Approaches to Identification and Classification
Before any plan can be successfully implemented, get a handle on the current environment through a process of identification and classification. In general, there are two approaches to this process — reactive and proactive — which are by no means mutually exclusive.
Reactive: This approach focuses on reporting and can be quite cumbersome due to the level of research required. It depends on someone in the business gathering data on usage statistics and last accessed times. It also means the audit trail must be accurate and available. Once the information has been collected, the business can make decisions about how to apply a consistent policy or industry standard. If the classification is successful, stale content can be archived and low traffic items can be treated as low priority for backup.
Proactive: The key to this approach is putting the correct controls and policies in place so that priority is applied as content is generated. This ties in directly with consistently managing the lifecycle of the content — the hallmark of information governance. This approach allows considerations such as acceptable downtime, backup frequency and scope to be considered every time an object is provisioned.

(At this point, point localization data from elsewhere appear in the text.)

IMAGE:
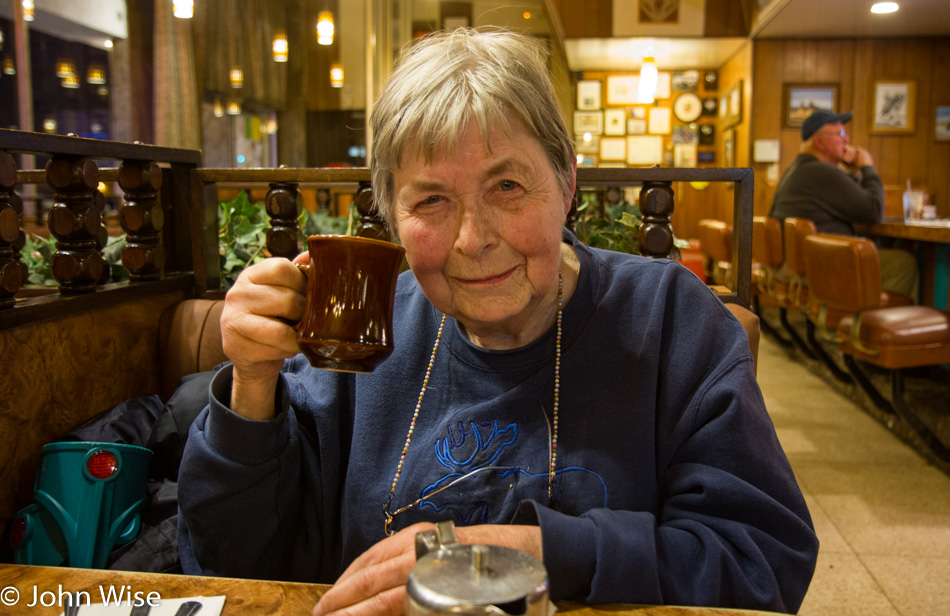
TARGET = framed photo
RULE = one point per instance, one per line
(636, 127)
(582, 146)
(893, 106)
(942, 132)
(622, 89)
(730, 105)
(588, 95)
(729, 148)
(644, 150)
(685, 81)
(615, 122)
(684, 155)
(661, 121)
(685, 135)
(588, 122)
(801, 100)
(613, 148)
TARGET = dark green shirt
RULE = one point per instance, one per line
(828, 196)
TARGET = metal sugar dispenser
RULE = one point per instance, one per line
(450, 578)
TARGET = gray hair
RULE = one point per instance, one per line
(452, 78)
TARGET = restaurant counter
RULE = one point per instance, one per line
(19, 584)
(929, 241)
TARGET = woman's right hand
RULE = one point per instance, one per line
(255, 332)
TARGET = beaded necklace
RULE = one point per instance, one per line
(415, 415)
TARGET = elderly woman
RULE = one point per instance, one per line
(595, 409)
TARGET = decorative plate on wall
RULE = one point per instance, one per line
(687, 107)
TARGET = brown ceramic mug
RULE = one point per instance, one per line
(351, 287)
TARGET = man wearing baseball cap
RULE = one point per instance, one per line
(834, 184)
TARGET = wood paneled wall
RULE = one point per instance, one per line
(717, 200)
(589, 19)
(854, 65)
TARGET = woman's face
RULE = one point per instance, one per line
(482, 230)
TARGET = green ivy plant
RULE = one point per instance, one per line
(617, 229)
(37, 254)
(243, 232)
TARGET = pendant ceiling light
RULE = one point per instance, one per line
(96, 75)
(646, 93)
(184, 9)
(280, 47)
(325, 28)
(336, 75)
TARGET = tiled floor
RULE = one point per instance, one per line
(882, 513)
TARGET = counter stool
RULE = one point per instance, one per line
(844, 274)
(715, 239)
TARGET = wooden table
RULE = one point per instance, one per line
(931, 247)
(244, 597)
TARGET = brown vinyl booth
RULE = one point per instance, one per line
(844, 275)
(71, 354)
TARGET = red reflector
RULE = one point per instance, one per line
(102, 464)
(17, 531)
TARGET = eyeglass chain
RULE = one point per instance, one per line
(425, 383)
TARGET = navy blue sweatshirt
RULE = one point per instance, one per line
(671, 486)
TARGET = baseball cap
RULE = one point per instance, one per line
(819, 118)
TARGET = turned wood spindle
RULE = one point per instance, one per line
(656, 207)
(323, 200)
(370, 224)
(74, 221)
(283, 209)
(11, 206)
(142, 218)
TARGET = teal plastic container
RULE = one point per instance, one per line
(36, 538)
(95, 492)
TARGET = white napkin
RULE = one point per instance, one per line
(210, 606)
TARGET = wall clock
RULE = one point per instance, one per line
(687, 107)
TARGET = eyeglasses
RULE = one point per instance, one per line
(478, 471)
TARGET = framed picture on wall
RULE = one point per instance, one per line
(942, 132)
(622, 89)
(893, 107)
(615, 122)
(729, 148)
(800, 100)
(588, 122)
(588, 95)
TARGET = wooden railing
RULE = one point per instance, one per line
(68, 355)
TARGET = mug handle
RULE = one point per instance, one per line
(305, 270)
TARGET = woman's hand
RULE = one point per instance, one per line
(375, 583)
(253, 335)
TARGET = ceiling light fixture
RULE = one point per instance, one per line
(325, 28)
(96, 75)
(184, 9)
(884, 7)
(237, 77)
(336, 75)
(649, 77)
(280, 47)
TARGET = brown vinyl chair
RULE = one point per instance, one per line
(715, 242)
(844, 274)
(767, 290)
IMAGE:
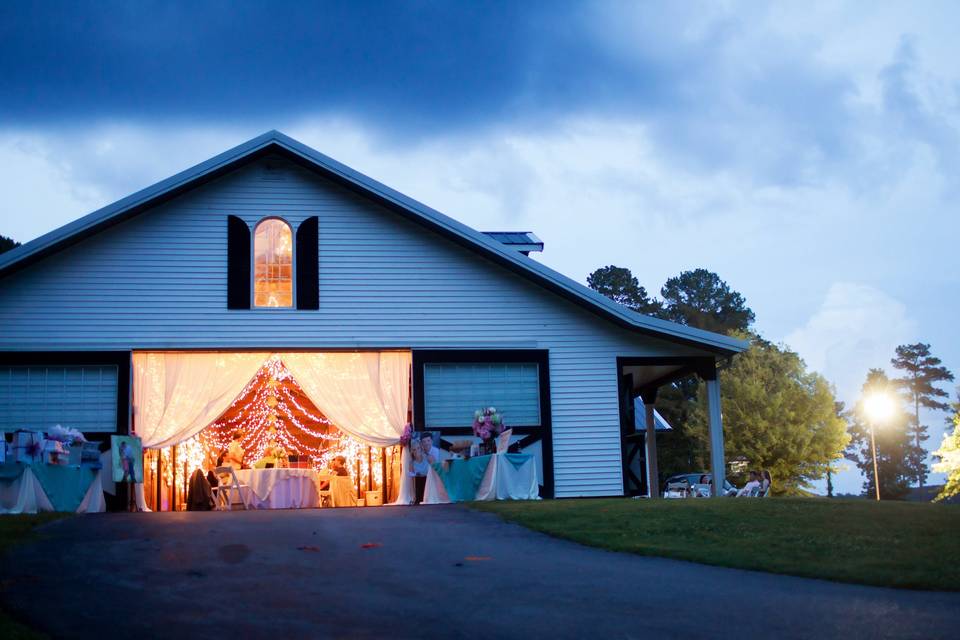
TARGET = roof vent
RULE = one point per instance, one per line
(522, 241)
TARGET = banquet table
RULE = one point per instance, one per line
(281, 488)
(500, 476)
(29, 488)
(295, 488)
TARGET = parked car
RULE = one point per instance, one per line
(673, 488)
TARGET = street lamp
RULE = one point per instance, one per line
(879, 406)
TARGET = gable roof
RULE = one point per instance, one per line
(276, 142)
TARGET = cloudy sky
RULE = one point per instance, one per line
(809, 153)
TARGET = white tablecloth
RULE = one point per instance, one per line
(502, 480)
(281, 488)
(25, 494)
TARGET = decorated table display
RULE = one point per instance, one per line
(499, 476)
(59, 472)
(295, 488)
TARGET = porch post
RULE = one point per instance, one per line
(653, 473)
(717, 466)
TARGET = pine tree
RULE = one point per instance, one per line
(949, 455)
(892, 438)
(922, 373)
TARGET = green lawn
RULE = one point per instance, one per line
(14, 529)
(895, 544)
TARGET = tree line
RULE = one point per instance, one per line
(778, 415)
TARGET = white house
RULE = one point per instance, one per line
(272, 247)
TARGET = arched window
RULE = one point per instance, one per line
(272, 264)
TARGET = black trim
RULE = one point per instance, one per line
(308, 264)
(543, 431)
(121, 359)
(238, 263)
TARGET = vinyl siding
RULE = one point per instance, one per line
(158, 281)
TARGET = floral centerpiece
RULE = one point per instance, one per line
(66, 435)
(487, 425)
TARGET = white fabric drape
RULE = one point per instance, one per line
(177, 394)
(365, 394)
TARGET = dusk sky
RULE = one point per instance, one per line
(809, 153)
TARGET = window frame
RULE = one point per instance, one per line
(253, 265)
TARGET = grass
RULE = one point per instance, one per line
(890, 544)
(14, 530)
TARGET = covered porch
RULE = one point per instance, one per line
(643, 377)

Either approach should yield similar results, but when time matters most, it is a relief knowing you have a proactive plan in place rather than assessing the damage after the fact. Proactive plans can yield collateral benefits for compliance and risk management by maintaining up-to-date ownership and classification of content.
Once you've completed classification, you can begin backup planning. There are three different backup strategies to consider to ensure information is protected according to specific business needs.
Precision Backup: For high-traffic sites and high-value, rapidly changing content, the backup window needs to be as small as possible to ensure the most up-to-date information is protected. The biggest challenge to this approach is properly classifying content, because it is not scalable for a broad scope of objects due to its reliance on granular or file level backup processes. As the number of items increases, the backup time will increase and your recovery point will start slipping. By focusing on a precision backup strategy, administrators can maintain a high recovery point objective and avoid costly outages. In terms of occurrence, a plan for this type of backup should be executed anywhere from every few minutes to every few hours depending on the size and complexity of the objects and the change rate.
Component Backup Approach: By necessity, SharePoint components and databases demand a longer backup window as there is simply more data to backup than file level backups. Because the change rate is lower, these components do not require the same frequency as the high priority items. A plan for this type of backup should fall in the daily-to-weekly range.
Wide Net Backup: For servers or virtual machines, changes are even less frequent — but in a total loss situation, rebuilding a host from scratch is going to take time. If these components are protected and a failover farm is available, the environment can be restored more quickly, but that requires an investment in hardware that is not active. A plan for this type of backup should fall in the weekly-to-monthly range.
Beyond the wide net approach, business continuity strategies begin to rely on highly available instances or multiple farm replication. The same tradeoffs between cost and time are still at play here, and deciding replication schedules around content priorities can still provide value.
For successful information governance, all of these approaches rely on consistent application of policies. Knowing what to protect is important, but knowing the relative value of the information can help build smarter disaster recovery plans.